Largas filas de personas se registraron esta mañana en la Basílica de Santa María la Mayor en Roma, donde yacen los restos del Papa Francisco, para rendirle homenaje y visitar su tumba. Se trata del primer día de su apertura al público.
Luego del multitudinario funeral del Papa Francisco, cientos de personas le rinden tributo en su humilde sepulcro en una basílica en las afueras del Vaticano.
Largas filas de personas se registraron esta mañana en la Basílica de Santa María la Mayor en Roma, donde yacen los restos del Papa Francisco, para rendirle homenaje y visitar su tumba. Se trata del primer día de su apertura al público.

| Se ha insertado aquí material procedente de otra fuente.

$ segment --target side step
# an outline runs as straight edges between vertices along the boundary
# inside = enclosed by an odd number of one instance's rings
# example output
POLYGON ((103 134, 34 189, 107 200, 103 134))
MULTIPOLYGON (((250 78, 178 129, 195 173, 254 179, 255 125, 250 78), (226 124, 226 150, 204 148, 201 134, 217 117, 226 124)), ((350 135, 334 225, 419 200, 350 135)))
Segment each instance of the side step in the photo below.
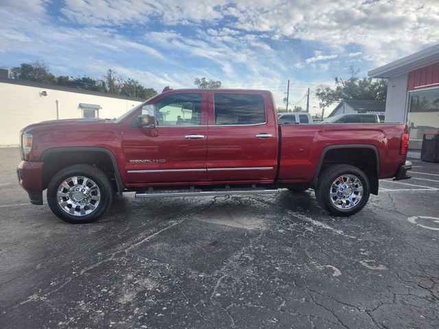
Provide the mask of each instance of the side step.
POLYGON ((233 195, 248 194, 274 194, 279 193, 278 188, 267 189, 263 187, 223 188, 188 188, 175 190, 149 189, 143 192, 136 192, 136 197, 204 197, 217 195, 233 195))

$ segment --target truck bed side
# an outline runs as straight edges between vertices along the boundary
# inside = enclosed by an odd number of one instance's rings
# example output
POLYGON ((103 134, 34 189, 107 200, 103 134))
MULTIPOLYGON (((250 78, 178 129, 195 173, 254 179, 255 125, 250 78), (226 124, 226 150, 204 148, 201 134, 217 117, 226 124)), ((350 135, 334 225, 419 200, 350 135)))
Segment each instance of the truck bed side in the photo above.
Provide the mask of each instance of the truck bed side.
POLYGON ((283 125, 281 129, 281 183, 311 182, 322 165, 337 159, 376 163, 379 178, 394 177, 405 161, 400 154, 403 124, 283 125))

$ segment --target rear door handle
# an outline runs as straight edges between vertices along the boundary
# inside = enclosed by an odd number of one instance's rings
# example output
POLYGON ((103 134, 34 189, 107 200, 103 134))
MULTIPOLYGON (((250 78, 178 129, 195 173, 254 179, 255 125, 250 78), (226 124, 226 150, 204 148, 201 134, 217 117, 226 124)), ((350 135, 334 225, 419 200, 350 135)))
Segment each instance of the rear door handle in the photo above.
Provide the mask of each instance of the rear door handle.
POLYGON ((254 137, 257 138, 270 138, 270 137, 274 137, 274 135, 272 134, 258 134, 254 135, 254 137))
POLYGON ((187 139, 201 139, 204 138, 204 135, 186 135, 185 138, 187 139))

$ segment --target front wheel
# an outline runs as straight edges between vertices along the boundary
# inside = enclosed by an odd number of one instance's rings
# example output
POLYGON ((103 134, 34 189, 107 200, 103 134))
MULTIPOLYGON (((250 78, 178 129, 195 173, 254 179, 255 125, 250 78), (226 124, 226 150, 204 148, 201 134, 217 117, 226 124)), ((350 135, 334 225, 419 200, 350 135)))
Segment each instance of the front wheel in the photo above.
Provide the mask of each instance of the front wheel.
POLYGON ((97 220, 108 210, 112 197, 108 177, 89 164, 75 164, 61 170, 47 186, 51 210, 71 223, 97 220))
POLYGON ((336 164, 319 175, 316 198, 329 212, 351 216, 360 211, 369 199, 369 180, 363 171, 349 164, 336 164))

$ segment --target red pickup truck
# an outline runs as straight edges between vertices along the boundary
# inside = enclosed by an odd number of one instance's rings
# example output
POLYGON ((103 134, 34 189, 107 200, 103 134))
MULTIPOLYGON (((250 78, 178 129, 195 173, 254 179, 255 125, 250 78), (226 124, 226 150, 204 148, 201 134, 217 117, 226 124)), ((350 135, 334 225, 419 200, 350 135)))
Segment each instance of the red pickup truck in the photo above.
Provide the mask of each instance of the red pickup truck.
POLYGON ((359 211, 379 179, 407 178, 403 124, 279 124, 273 96, 167 90, 117 119, 21 132, 20 184, 70 223, 97 219, 115 193, 136 197, 264 194, 312 188, 331 214, 359 211))

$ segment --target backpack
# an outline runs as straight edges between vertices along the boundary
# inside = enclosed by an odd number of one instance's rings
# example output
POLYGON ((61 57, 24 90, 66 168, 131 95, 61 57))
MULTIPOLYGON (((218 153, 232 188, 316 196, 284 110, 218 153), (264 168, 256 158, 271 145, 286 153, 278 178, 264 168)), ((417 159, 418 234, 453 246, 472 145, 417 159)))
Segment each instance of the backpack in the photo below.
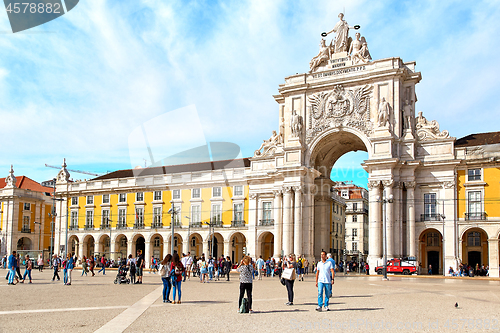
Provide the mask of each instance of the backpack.
POLYGON ((241 301, 240 313, 248 313, 248 298, 243 298, 241 301))

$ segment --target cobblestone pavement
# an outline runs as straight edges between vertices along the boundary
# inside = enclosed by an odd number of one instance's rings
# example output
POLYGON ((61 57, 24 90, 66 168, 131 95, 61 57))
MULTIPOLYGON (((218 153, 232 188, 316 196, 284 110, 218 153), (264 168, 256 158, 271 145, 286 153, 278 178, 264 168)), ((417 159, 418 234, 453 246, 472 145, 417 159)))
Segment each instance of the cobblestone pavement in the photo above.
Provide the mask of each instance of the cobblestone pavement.
MULTIPOLYGON (((6 274, 6 270, 0 270, 6 274)), ((116 271, 80 277, 72 286, 33 272, 33 284, 0 284, 0 332, 283 332, 500 331, 500 281, 474 278, 338 275, 329 312, 316 312, 314 277, 295 282, 293 306, 277 278, 255 281, 253 314, 238 314, 238 275, 231 281, 182 284, 182 303, 164 304, 161 280, 115 285, 116 271), (458 303, 458 307, 455 307, 458 303)))

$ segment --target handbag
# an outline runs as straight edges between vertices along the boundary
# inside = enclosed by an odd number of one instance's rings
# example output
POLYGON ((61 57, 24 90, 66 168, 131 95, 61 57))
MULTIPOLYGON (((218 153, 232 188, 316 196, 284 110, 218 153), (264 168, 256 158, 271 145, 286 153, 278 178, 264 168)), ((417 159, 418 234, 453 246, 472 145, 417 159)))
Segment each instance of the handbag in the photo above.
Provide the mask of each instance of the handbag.
POLYGON ((285 268, 281 277, 285 280, 295 280, 295 269, 285 268))

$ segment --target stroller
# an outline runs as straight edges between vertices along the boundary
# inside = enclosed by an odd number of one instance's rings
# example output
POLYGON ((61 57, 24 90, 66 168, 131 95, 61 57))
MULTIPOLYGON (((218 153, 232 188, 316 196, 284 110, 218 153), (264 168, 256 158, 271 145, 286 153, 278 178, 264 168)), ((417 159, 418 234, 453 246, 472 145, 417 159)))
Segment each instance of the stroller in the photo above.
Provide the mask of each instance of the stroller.
POLYGON ((130 283, 127 272, 128 267, 126 265, 121 265, 120 268, 118 268, 118 274, 116 274, 115 284, 130 283))

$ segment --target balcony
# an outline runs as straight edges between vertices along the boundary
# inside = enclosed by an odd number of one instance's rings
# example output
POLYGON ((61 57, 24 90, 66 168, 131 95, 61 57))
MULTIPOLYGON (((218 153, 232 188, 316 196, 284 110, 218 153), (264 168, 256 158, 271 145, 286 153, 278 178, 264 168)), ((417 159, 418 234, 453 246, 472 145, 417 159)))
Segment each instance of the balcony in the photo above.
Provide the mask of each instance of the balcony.
POLYGON ((245 221, 231 221, 231 227, 241 228, 245 226, 245 221))
POLYGON ((441 214, 420 214, 420 221, 441 221, 441 214))
POLYGON ((484 221, 486 220, 486 213, 465 213, 466 221, 484 221))
POLYGON ((261 227, 267 227, 274 225, 274 219, 271 220, 259 220, 259 226, 261 227))

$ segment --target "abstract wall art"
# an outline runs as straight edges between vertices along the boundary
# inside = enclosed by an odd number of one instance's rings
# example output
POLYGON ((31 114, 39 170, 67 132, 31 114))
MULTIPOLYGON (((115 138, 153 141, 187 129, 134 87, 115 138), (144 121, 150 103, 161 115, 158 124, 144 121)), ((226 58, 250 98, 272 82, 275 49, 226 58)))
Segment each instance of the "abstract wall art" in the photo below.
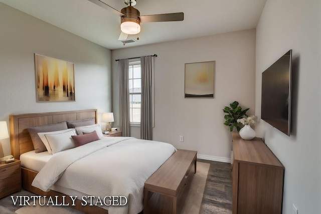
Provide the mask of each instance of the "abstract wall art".
POLYGON ((75 101, 74 63, 35 54, 37 102, 75 101))
POLYGON ((185 64, 185 97, 214 97, 215 61, 185 64))

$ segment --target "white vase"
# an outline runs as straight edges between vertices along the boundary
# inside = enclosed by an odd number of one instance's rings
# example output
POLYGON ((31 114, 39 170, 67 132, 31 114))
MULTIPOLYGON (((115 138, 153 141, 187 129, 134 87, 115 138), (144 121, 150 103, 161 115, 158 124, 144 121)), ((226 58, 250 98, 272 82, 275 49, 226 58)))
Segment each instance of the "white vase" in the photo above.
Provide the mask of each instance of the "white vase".
POLYGON ((240 130, 240 136, 244 140, 252 140, 255 136, 255 131, 249 125, 245 125, 240 130))

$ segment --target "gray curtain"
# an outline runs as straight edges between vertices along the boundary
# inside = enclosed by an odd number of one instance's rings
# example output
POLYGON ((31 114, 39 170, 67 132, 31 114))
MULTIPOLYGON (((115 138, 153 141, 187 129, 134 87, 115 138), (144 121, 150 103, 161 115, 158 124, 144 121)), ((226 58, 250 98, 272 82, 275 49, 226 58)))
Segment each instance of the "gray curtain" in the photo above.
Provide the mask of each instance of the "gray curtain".
POLYGON ((141 67, 141 107, 140 138, 152 140, 153 127, 153 57, 140 57, 141 67))
POLYGON ((128 59, 118 61, 118 86, 119 93, 120 120, 121 124, 122 136, 130 136, 130 121, 129 118, 129 91, 128 89, 128 59))

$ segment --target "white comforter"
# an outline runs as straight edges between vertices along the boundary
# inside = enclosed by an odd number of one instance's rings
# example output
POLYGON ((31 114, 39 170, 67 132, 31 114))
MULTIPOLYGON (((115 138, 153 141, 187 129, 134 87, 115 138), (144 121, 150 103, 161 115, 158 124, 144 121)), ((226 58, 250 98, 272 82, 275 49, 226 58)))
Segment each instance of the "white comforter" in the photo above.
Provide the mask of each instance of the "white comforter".
POLYGON ((125 196, 127 205, 103 208, 109 214, 137 213, 143 208, 144 183, 175 151, 166 143, 104 137, 54 154, 32 185, 49 191, 56 183, 101 198, 125 196))

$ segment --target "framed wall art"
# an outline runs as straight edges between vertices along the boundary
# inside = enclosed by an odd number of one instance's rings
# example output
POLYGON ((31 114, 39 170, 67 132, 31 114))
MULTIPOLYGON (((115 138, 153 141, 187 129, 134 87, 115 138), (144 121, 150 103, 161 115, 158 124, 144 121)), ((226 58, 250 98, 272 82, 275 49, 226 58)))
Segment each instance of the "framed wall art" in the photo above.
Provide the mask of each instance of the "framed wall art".
POLYGON ((185 64, 185 97, 214 98, 215 61, 185 64))
POLYGON ((75 101, 74 63, 35 54, 37 102, 75 101))

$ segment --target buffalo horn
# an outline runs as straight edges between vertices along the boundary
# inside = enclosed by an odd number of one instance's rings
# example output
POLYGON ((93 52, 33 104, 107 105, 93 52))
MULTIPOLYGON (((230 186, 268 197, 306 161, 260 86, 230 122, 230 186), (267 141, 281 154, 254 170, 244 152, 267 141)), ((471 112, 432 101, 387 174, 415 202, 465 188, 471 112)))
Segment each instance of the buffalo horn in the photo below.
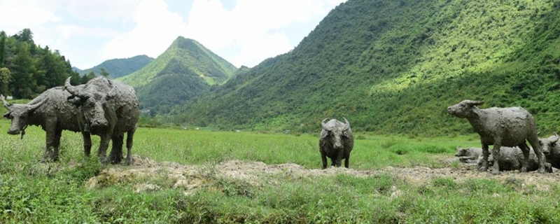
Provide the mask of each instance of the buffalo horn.
POLYGON ((12 104, 10 104, 7 102, 6 102, 6 97, 4 97, 4 95, 0 94, 0 99, 2 100, 2 102, 4 104, 4 107, 6 107, 6 108, 9 110, 10 108, 8 107, 11 106, 12 104))
POLYGON ((556 134, 556 132, 554 132, 554 140, 552 140, 552 142, 553 143, 556 142, 556 141, 558 141, 558 134, 556 134))
POLYGON ((348 130, 349 129, 350 129, 350 122, 348 122, 348 120, 346 120, 346 118, 342 117, 342 118, 344 119, 344 123, 345 123, 344 128, 343 128, 342 130, 344 131, 348 130))
POLYGON ((323 127, 323 129, 328 131, 329 130, 328 126, 327 126, 327 124, 325 123, 325 121, 326 121, 327 120, 328 120, 328 118, 323 119, 323 120, 321 122, 321 126, 323 127))

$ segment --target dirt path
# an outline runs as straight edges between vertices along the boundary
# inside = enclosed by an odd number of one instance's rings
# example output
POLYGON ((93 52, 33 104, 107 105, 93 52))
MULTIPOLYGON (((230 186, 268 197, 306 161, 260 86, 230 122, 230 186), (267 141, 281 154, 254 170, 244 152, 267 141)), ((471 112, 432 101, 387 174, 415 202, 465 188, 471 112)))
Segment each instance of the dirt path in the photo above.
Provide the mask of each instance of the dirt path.
POLYGON ((205 186, 208 180, 221 177, 239 179, 253 186, 274 184, 281 176, 293 178, 337 175, 340 174, 358 177, 374 176, 388 174, 402 178, 413 184, 422 184, 437 178, 452 178, 456 181, 472 178, 492 178, 507 181, 512 178, 521 181, 525 185, 535 186, 538 190, 547 190, 552 183, 560 180, 560 172, 551 174, 537 174, 534 172, 519 173, 518 171, 502 172, 500 175, 492 175, 489 172, 476 170, 474 164, 460 164, 451 168, 453 158, 442 158, 442 162, 449 163, 445 168, 433 169, 426 167, 400 168, 386 167, 380 169, 358 170, 346 168, 326 169, 305 169, 296 164, 267 164, 261 162, 230 160, 211 165, 183 165, 170 162, 155 162, 149 158, 134 155, 131 166, 115 165, 104 169, 97 176, 90 178, 86 186, 90 188, 104 188, 118 183, 134 183, 136 192, 157 190, 164 188, 184 189, 186 193, 192 193, 205 186), (167 183, 168 186, 162 186, 167 183))

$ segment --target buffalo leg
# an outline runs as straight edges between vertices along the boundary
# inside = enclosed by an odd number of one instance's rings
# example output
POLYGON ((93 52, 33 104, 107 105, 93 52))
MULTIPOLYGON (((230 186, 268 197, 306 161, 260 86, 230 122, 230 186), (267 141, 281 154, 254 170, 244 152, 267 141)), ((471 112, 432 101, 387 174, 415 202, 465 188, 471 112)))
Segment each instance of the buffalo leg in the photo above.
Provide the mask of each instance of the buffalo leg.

Luego de una ceremonia privada ayer, tras el multitudinario funeral en el Vaticano, los restos de Jorge Bergoglio descansan en una sepultura de piedra, iluminada tenuemente. La lápida lleva una única inscripción en latín: "Franciscus".
Tal como lo dispuso el propio Francisco en su testamento, la lápida es de piedra de Liguria, la tierra de sus antepasados italianos. Una rosa blanca fue colocada sobre la tumba, y en la pared, sobre ella, se exhibe una reproducción de la cruz pectoral del difunto pontífice.
Durante las primeras horas de apertura, se estima que alrededor de 20.000 personas pasaron frente a la tumba. Incluso una hora antes de que la basílica abriera sus puertas, unas 200 personas ya hacían fila para despedirse del Papa Francisco y rendirle tributo en su lugar de descanso final, según informó la agencia NA.
La basílica de Santa María la Mayor, una de las cuatro basílicas papales mayores de Roma, tiene un significado especial para el papa Francisco, quien aun antes de su pontificado la visitó frecuentemente. La Basílica está ubicada en cercanías a la Estación de tren Termini y fuera de la pompa del Vaticano y se espera que se convierta en un lugar de peregrinación.